La travesía arranca en Fuenteodra (Burgos), tras la pista de algunas de esas personas que se oponen a la fatalidad, como Javier Maisterra. “Me gusta decir que la mía es una historia romántica, un amor a primera vista”, presume rodeado por las ciclópeas formaciones rocosas del geoparque de las Loras, un pedazo de la cordillera Cantábrica donde se puede leer la evolución geológica del continente a lo largo de millones de años. Entre los sinclinales (pliegues de la corteza terrestre) de este enclave protegido por la Unesco desde 2017 se yergue la imponente iglesia que domina como un faro el pueblo de Fuenteodra.

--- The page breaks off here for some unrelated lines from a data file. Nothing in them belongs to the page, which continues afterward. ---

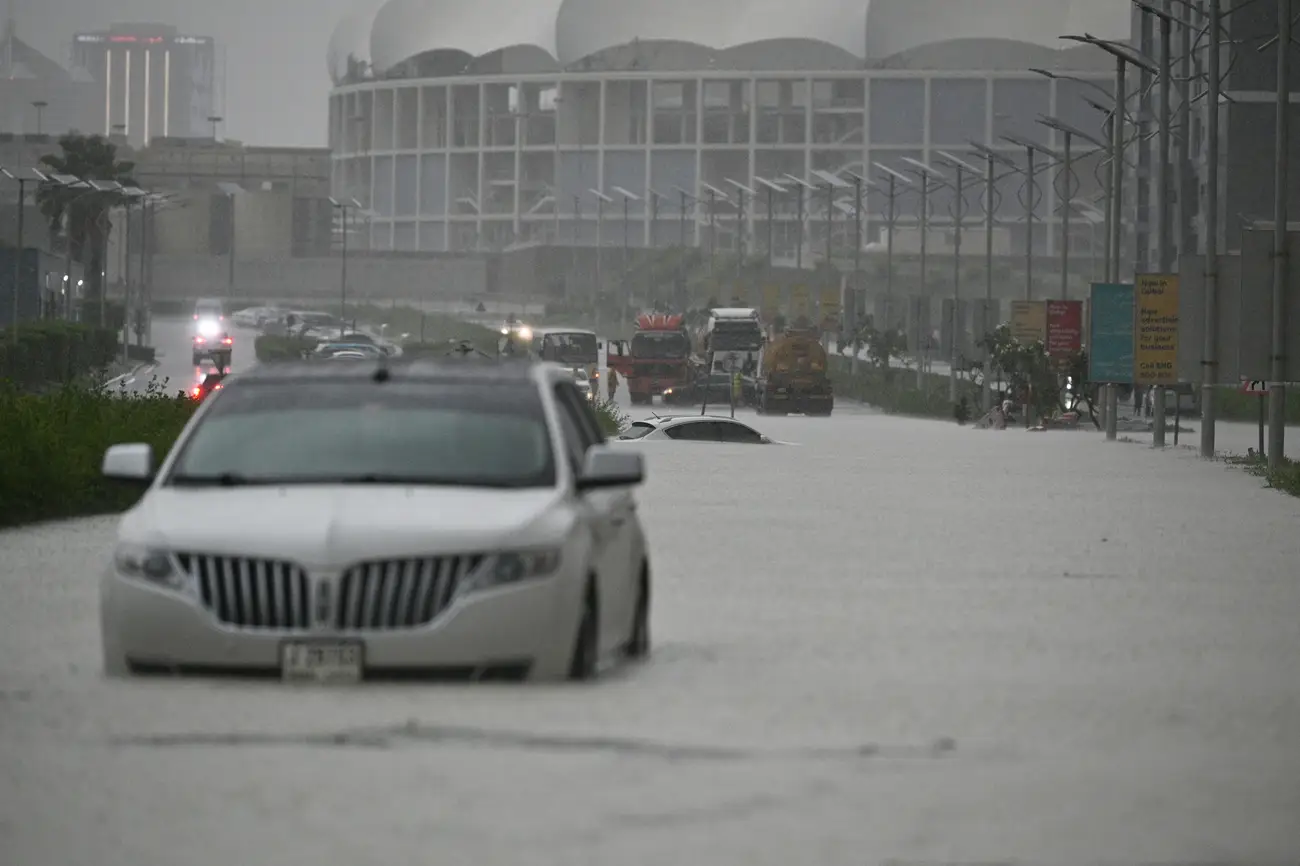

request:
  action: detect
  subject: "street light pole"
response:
[1201,0,1223,460]
[1268,0,1294,471]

En el interior de este templo del siglo XVI dedicado a San Lorenzo Mártir, las proporciones armónicas y las elevadas bóvedas de estilo gótico flamígero provocan el asombro del visitante, el mismo que sintió Javier Maisterra hace 25 años y que lo llevó a adquirir una vivienda junto a la iglesia. Entonces aún tenía culto, aunque el musgo y la vegetación en uno de los paramentos hacían presagiar ya serios problemas de filtraciones. En 2006, el arzobispado de Burgos trasladó el mobiliario de valor, echó el cierre y condenó el edificio a su suerte. Pero hace tres años, cuando la cubierta amenazó con venirse abajo, los vecinos se movilizaron. Maisterra, ingeniero forestal de profesión, se erigió en guía de los descontentos, que reunieron un millar de firmas para exigir una intervención pública de urgencia.

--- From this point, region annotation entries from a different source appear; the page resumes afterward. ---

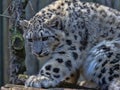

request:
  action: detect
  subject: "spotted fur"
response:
[20,0,120,90]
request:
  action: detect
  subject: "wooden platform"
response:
[1,84,96,90]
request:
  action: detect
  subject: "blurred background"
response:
[0,0,120,86]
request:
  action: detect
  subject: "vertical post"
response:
[0,0,3,87]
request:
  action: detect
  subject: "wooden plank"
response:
[1,84,93,90]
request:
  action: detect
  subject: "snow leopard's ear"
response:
[45,16,63,30]
[19,20,30,32]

Micromecenazgo, ayudas públicas y asesoramiento de expertos han confluido en una estrategia que ha dado la vuelta a la historia. Como si de una gran catedral se tratase, el pueblo encargó un plan director para conducir una serie de obras que se han sucedido “como un metrónomo”, apunta Maisterra, para garantizar la cubierta y la estabilidad del edificio. Todavía resulta más increíble que la asociación de Fuenteodra, un municipio de 12 habitantes, haya logrado recabar cerca de 300.000 euros, licitar las obras y ejecutarlas en un templo que, en realidad, es propiedad del arzobispado de Burgos.

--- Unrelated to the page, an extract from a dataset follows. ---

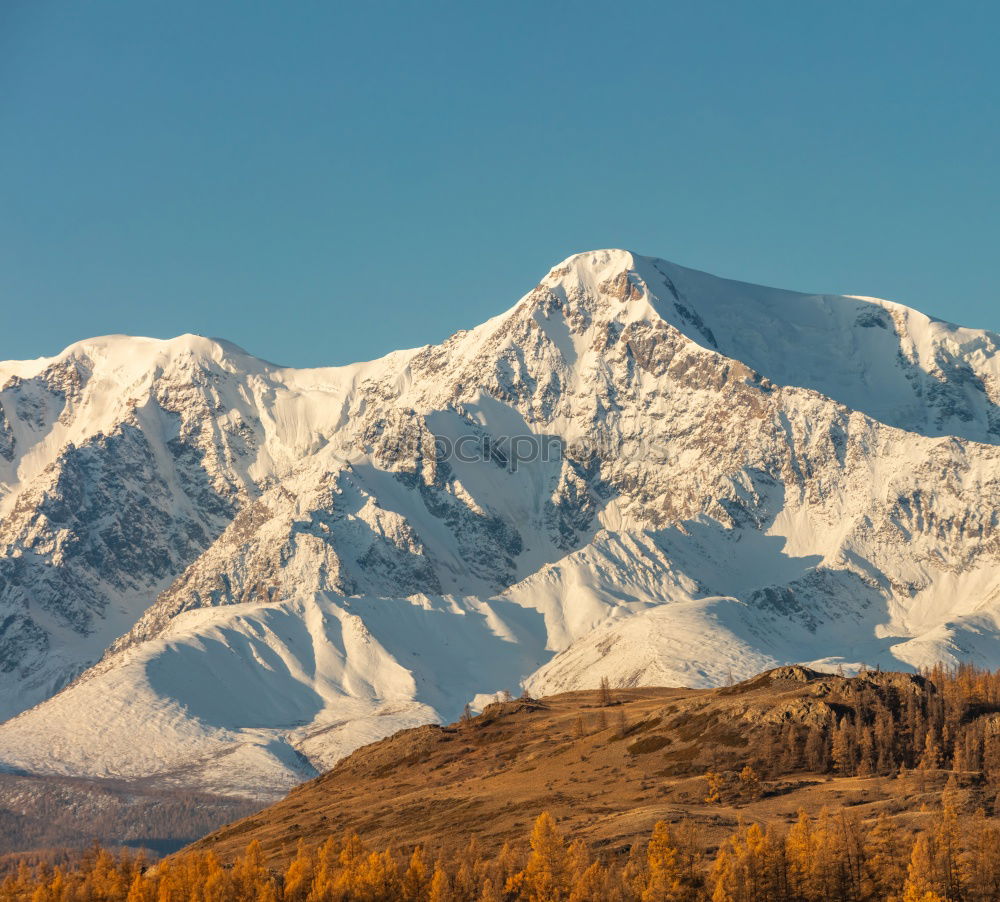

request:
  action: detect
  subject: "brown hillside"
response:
[190,667,995,864]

“Te emocionas: nosotros nos iremos, pero la iglesia seguirá en pie”, dice Roberto Ramos de lo conseguido y pone voz al desencanto de los vecinos ante lo que consideran inacción del arzobispado. “Cuando era alcalde pedáneo, los curas venían a pedirme dinero para arreglar el templo, pero yo les ponía las cartas boca arriba: aquí se han vendido diversas propiedades y también teníamos joyas que se han evaporado, pero ¿dónde ha ido a parar ese dinero?”, cuestiona. Ni siquiera esa deficiente gestión —o la ausencia de ella— ha podido derribar la cubierta de la Dama de las Loras. “Es un icono: quien viene por primera vez al valle queda impresionado por su silueta estilizada frente a la peña Amaya”, dice con orgullo Jesús Mari García, otro de los promotores de la salvación.
A poco más de una hora en coche aguarda Santa María de Rioseco. Allí, un camino de tierra conduce a las ruinas de un antiguo monasterio cuya paz interrumpen únicamente los operarios que trabajan en su rehabilitación. El conjunto monástico se esconde entre la abrupta orografía del lugar y su frondosa naturaleza. Hace casi dos décadas, el recién nombrado párroco del valle de Manzanedo debió de experimentar una sensación de desazón y rabia al descubrir, con la ayuda de dos vecinos, lo que entonces se conocía como el convento. “Por un lado, tenía algo misterioso y romántico en el sentido becqueriano; y a la vez daba pena que un lugar en el que se vislumbraba un pasado lleno de arte y de vida estuviera a punto de desaparecer”, rememora el párroco Juan Miguel Gutiérrez.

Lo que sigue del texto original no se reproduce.